In un noto ristorante genovese Casagrande, Fedrazzoni e gli allora consulenti della campagna elettorale della Vincenzi, Morettini e Francesca, si incontrano con Alessio. È il 17 maggio, cioè dieci giorni prima delle elezioni amministrative. Alessio, in cambio di futuri appalti, dice: «Io ho solo bisogno della causali... cioè bisogna trovare un accordo con quelli che... o fa la convention o vuole i volantini. (...) Per voi la cifra non sarà importante, per noi lo è». Nelle intercettazioni finisce anche il nome di Domenico Crupi, all’epoca direttore della Sanità in Regione Liguria. Fedrazzoni lo considera «inaffidabile», e parlando con Alessio dice: «Se l’è fatta un’assicurazione sulla vita? Perché se va avanti così... ». E ritorna il nome dell’ex assessore allo Sport Paolo Striano, anche lui ex Margherita e uomo di punta dell’allora segretario regionale del partito di Rutelli, Rosario Monteleone, ora Udc. «Striano si piazza all’assessorato ma io sono il consulente omnicomprensivo», dice Casagrande in una conversazione con una segretaria del Comune: «Qualsiasi cosa deve fare chiama me chiama... l’ho fatto votare da tutti... perché Striano, diciamo, mi deve tanto a me... ». Alla replica della segreteria comunale: «Oh belin, stai diventando mafioso pure tu», Casagrande risponde: «Mafioso, mafioso, mafioso eh... proprio, sono come dire ormai corrente Monteleone».

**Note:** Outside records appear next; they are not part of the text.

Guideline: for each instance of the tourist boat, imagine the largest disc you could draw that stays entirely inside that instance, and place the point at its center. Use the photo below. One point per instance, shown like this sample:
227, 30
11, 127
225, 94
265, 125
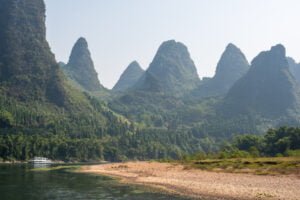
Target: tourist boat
40, 160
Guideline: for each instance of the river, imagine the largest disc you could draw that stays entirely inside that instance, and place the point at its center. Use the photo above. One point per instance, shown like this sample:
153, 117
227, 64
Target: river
20, 182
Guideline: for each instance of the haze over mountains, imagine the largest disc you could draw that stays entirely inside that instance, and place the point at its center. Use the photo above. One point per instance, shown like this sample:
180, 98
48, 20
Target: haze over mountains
231, 67
129, 77
80, 67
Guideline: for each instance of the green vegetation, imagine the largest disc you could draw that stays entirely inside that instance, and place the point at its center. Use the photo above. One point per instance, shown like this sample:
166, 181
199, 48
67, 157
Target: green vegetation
259, 166
254, 154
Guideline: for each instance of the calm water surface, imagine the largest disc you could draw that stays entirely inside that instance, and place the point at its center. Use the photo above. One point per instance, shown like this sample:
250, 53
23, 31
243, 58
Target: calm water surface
19, 182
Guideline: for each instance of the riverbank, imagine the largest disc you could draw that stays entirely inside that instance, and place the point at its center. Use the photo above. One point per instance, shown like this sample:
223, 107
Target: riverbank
176, 178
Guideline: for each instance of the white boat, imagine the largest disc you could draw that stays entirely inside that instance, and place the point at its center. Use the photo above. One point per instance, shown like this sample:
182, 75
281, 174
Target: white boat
40, 160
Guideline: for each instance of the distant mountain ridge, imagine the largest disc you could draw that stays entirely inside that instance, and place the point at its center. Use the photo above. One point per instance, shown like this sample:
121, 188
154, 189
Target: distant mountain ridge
294, 68
171, 71
231, 67
268, 89
129, 77
80, 67
28, 70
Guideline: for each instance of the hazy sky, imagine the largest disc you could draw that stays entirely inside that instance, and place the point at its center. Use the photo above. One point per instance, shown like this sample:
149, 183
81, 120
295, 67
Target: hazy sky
120, 31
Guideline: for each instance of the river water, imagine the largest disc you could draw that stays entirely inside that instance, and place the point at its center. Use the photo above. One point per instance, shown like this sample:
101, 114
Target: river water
20, 182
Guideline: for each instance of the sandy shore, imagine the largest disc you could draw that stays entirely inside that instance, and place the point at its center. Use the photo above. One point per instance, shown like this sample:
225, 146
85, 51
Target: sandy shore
202, 184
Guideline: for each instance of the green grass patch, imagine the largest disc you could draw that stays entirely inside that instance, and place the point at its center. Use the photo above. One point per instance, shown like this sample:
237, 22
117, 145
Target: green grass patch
260, 166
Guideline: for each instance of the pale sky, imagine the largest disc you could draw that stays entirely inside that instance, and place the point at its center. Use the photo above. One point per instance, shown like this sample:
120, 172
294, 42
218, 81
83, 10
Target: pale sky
120, 31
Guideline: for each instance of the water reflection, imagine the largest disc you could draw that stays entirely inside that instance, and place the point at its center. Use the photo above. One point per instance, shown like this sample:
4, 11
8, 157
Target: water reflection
19, 182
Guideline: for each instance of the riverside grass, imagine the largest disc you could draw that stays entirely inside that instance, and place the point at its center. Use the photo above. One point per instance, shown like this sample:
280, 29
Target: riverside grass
258, 166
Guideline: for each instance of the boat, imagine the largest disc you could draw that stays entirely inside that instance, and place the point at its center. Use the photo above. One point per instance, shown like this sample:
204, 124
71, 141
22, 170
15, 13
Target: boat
40, 160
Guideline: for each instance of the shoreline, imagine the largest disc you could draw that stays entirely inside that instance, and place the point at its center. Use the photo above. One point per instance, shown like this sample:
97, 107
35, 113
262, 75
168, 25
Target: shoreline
199, 184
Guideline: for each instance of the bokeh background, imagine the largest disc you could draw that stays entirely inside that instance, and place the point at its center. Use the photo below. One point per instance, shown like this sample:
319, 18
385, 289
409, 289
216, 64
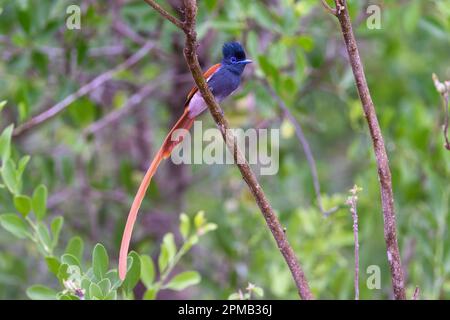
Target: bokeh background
92, 166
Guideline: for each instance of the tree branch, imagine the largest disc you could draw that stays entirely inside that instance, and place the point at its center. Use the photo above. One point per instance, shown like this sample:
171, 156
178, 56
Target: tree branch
87, 88
230, 140
384, 173
352, 202
166, 14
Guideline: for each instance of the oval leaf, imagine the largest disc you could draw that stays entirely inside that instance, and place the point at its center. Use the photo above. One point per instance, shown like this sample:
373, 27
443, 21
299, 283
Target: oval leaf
147, 271
183, 280
12, 223
22, 204
39, 202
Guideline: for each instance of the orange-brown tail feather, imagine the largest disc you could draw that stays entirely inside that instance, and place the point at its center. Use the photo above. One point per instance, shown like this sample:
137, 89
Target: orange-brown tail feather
164, 152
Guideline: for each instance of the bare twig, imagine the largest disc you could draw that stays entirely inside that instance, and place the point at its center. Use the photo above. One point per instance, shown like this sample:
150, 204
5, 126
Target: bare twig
306, 148
352, 201
384, 173
114, 116
166, 14
87, 88
249, 177
444, 89
328, 8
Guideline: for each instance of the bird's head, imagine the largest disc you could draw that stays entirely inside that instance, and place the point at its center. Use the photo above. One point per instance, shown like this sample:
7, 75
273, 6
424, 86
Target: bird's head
234, 56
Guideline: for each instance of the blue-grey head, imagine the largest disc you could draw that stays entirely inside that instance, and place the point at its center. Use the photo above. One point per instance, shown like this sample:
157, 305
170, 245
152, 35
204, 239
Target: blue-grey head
234, 57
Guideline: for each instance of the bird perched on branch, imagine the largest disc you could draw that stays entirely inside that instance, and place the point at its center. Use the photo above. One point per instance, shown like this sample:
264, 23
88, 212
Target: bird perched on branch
223, 79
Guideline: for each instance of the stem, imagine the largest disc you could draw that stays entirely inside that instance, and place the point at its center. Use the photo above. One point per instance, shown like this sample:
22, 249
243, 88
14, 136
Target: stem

Ma i nomi di esponenti dell’allora Margherita compaiono anche in altri verbali.

Come quello di Paolo Veardo, attuale assessore con delega alla Scuole, che l’imprenditore della carni Alessio vorrebbe contattare: «Passaggi ne abbiamo fatti... cioè lui sa come si chiama la ditta che è una ditta vicina a Bertone, sa che Bertone è uomo di Bagnasco. Sa tutte le cose che deve sapere».